My position on "I, Rigobertu Menchu"

Louis Proyect lnp3 at
Tue Dec 22 07:24:42 PST 1998

By the way, my own position on this book is different than Robin Blackburn's or Jim Beverly's. This is what I posted to warriornet, an indigenous struggles mailing-list, on the day the NY Times article appeared. Needless to say, it is different than Jim Heartfield's position as well, which is rather difficult to discern. He seems to be saying that Rigobertu Menchu is a "brown Marxist" like himself, while at the same time he seems to identify with the right-wing attack on her book, which is less about upholding historical accuracy than discrediting the Guerrilla Army of the Poor, a group which effectively combined Marxism and indigenism. Their very success was what prompted the brutal extermination policy of Rios-Montt.
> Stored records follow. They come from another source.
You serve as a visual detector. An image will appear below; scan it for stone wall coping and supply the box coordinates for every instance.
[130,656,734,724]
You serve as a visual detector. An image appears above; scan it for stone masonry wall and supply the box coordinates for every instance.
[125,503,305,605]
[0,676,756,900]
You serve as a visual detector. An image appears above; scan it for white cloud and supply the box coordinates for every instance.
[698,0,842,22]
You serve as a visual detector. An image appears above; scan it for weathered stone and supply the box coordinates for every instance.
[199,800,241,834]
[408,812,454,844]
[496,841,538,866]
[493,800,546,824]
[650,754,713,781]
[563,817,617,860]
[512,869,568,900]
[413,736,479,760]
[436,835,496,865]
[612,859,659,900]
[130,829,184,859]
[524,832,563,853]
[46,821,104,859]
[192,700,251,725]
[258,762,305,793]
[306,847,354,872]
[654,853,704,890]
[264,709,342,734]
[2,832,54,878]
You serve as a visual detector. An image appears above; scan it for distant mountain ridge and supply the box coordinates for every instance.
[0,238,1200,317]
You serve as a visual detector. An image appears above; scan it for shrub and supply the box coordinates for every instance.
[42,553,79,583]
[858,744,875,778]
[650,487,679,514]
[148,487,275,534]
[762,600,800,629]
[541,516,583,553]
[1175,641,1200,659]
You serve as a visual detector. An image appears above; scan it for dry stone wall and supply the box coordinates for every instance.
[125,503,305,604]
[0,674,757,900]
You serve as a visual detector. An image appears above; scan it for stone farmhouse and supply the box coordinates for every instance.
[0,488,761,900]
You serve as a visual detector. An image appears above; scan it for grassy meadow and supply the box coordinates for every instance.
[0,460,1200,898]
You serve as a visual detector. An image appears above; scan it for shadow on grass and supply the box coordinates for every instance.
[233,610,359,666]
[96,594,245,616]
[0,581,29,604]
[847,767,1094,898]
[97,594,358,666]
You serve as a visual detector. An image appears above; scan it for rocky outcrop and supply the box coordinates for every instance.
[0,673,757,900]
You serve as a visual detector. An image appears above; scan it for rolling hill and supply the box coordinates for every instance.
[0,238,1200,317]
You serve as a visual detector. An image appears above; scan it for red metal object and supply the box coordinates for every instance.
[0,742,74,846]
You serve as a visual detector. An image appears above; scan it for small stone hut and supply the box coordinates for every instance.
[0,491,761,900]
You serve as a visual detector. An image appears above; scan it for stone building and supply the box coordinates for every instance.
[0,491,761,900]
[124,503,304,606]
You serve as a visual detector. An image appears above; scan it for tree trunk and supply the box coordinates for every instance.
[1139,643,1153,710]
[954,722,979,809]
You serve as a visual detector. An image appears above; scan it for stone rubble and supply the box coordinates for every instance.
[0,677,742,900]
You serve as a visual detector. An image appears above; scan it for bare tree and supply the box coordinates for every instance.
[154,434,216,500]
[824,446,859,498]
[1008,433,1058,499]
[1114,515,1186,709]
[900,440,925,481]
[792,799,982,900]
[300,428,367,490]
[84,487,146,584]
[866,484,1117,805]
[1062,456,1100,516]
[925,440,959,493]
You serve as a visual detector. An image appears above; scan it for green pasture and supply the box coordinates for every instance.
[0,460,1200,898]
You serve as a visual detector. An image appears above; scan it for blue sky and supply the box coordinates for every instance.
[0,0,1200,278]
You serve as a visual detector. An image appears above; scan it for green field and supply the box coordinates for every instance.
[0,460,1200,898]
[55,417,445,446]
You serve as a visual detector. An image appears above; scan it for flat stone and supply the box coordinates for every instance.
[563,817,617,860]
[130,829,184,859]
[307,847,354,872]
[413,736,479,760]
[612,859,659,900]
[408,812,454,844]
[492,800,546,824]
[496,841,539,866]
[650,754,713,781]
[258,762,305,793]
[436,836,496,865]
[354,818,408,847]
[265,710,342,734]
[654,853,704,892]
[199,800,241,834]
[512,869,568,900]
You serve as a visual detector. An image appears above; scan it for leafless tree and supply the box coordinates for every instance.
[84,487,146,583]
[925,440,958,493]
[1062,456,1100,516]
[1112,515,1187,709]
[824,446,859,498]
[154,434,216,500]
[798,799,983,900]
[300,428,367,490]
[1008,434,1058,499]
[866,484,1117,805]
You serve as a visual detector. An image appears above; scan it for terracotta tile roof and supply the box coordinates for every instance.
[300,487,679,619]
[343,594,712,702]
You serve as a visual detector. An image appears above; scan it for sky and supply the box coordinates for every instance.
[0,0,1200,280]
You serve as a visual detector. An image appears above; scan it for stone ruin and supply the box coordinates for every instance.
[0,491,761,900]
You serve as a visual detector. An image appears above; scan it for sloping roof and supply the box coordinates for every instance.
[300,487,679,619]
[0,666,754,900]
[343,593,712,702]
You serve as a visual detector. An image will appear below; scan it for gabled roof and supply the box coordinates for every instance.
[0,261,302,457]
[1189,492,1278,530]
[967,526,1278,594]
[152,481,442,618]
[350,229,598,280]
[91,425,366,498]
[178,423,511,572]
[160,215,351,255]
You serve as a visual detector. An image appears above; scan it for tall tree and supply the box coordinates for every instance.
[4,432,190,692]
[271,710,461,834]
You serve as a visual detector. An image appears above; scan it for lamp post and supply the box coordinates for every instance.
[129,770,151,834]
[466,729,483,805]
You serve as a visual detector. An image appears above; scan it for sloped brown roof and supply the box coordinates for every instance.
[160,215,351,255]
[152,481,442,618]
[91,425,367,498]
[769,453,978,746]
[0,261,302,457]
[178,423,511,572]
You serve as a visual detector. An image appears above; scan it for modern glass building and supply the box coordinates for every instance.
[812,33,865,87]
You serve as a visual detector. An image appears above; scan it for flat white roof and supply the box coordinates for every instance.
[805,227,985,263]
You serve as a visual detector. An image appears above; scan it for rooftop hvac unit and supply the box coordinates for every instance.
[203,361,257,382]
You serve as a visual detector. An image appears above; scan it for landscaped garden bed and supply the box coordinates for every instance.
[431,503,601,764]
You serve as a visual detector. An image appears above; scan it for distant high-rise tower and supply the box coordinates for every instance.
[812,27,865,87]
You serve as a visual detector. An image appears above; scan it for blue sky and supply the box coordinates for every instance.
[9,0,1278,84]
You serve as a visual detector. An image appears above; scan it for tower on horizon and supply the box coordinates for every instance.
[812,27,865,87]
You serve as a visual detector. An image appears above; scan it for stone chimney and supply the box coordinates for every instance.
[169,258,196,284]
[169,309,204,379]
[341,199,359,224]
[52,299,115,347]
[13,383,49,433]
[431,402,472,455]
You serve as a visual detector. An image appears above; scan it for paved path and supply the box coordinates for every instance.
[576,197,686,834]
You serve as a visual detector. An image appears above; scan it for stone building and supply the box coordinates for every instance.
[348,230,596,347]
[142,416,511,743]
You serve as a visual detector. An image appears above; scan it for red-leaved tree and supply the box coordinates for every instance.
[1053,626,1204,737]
****** posted to warriornet:

Today's NY Times front page has the latest in a series of attacks on indigenous rights from the world of anthropology. In recent months, we have been treated to various "anthropological" right-wing assaults:

1) The Indians of the Southwest practiced cannibalism. Political implication: It doesn't matter if Europeans exterminated Indians, since they did it to themselves as well.

2) Skeletal remains near the Columbia River in Washington State "prove" that Caucasians preceded the Indian historically. Political implication: land claims are meaningless because who knows who the original inhabitants were.

3) The convention of the American Anthropological Association was devoted to a discussion of the "population problem." This is a euphemism for "too many people of color." One of these cryptofascists with a PhD pointed to population concentrations in Latin America and described them as "cancerous tumors" on the face of the earth.

Today's NY Times reports on the "investigations" of anthropologist David Stoll, who has revealed numerous inconsistencies in "I, Rigobertu Menchu". This boils down to 2 main points. One, that the land claims of her parents were not really directed against rich Spanish landlords, but members of her own extended family. Two, that she was much better educated than she let on. Rather than being an illiterate Indian, she was educated in Catholic schools.

While it is absolutely scandalous that Menchu and Elizabeth Burgos, who collaborated with her, would make things up, we have to be clear what the real agenda of people like Stoll and the US government is on this question. They want to whitewash the Guatemalan regime of Rios Montt, who killed more than 100,000 indigenous peoples in a bloodbath that lasted over years, one that would cause Pinochet to recoil in horror.

The movement for indigenous rights extends from Canada through Guatemala and there is evidence that their land claims are being taken seriously, despite setbacks to the Nisga'a, etc. The murderers and land thieves are seeking desperately to tarnish the reputation of everybody involved in this struggle. Our goal should be to hammer away at the bigger truth. Whatever fictions may be present in "I Rigobertu Menchu", the larger fact is that our client state in Guatemala was guilty of genocide.